W najbliższych tygodniach ponad 800 kobiet i mężczyzn otrzyma wezwanie do kwalifikacji wojskowej i będzie musiało stawić się w WKU w Bielsku-Białej. Będą to głównie mężczyźni urodzeni w 1999 roku oraz osoby, które wcześniej unikały komisji wojskowej.

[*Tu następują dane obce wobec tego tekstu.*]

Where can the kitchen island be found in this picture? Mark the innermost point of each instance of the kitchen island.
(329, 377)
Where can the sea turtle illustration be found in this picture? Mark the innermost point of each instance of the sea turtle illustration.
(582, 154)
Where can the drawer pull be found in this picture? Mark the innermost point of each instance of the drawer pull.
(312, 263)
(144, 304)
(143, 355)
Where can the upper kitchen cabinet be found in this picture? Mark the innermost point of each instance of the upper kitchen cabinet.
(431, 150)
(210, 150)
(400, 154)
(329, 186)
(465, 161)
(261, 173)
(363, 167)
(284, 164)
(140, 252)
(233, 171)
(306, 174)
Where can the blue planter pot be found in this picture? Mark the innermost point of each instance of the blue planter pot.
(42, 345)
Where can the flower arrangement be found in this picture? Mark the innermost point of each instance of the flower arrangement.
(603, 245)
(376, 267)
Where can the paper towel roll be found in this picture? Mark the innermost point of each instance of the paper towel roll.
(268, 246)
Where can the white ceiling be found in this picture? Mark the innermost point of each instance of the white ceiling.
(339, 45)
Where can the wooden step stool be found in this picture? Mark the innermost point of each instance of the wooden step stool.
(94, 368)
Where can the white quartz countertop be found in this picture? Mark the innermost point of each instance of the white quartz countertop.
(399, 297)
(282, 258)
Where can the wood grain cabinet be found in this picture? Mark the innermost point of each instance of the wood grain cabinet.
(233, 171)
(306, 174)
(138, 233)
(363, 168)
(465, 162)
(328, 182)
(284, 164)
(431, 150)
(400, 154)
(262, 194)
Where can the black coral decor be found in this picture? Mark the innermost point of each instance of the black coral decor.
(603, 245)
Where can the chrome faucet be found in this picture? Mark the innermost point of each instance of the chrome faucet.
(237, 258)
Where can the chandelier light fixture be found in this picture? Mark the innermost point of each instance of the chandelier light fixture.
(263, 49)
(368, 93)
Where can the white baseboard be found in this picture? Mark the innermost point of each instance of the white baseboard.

Kwalifikację przeprowadzają wojewodowie przy współudziale szefów wojewódzkich sztabów wojskowych, wojskowych komendantów uzupełnień oraz starostów, wójtów, burmistrzów (prezydentów miast). Jak dowiedział się nasz portal, w Bielsku-Białej do kwalifikacji wojskowej wezwano ok. 660 mężczyzn z rocznika podstawowego (1999) oraz ok. 130 osób, które nie ukończyły 24. roku życia i nie stawiły się na komisji wojskowej w latach ubiegłych lub otrzymały kategorię „B” (czasowa niezdolność do służby wojskowej - roczniki 1997-99).

Przed komisją musi się stawić również kilkadziesiąt bielszczanek z roczników 1994-98. To osoby, które w przypadku wojny będą mogły zostać sanitariuszkami. - Chodzi o kobiety kształcące się w zawodach przydatnych dla sił zbrojnych - pielęgniarki, stomatolodzy, ratownicy medyczni oraz lekarze - usłyszeliśmy w WKU w Bielsku-Białej. Takich wezwań wysłano ok. 30.

Kwalifikacja wojskowa dla osób zameldowanych na pobyt stały lub czasowy w Bielsku-Białej odbędzie się w dniach 19 marca-20 kwietnia.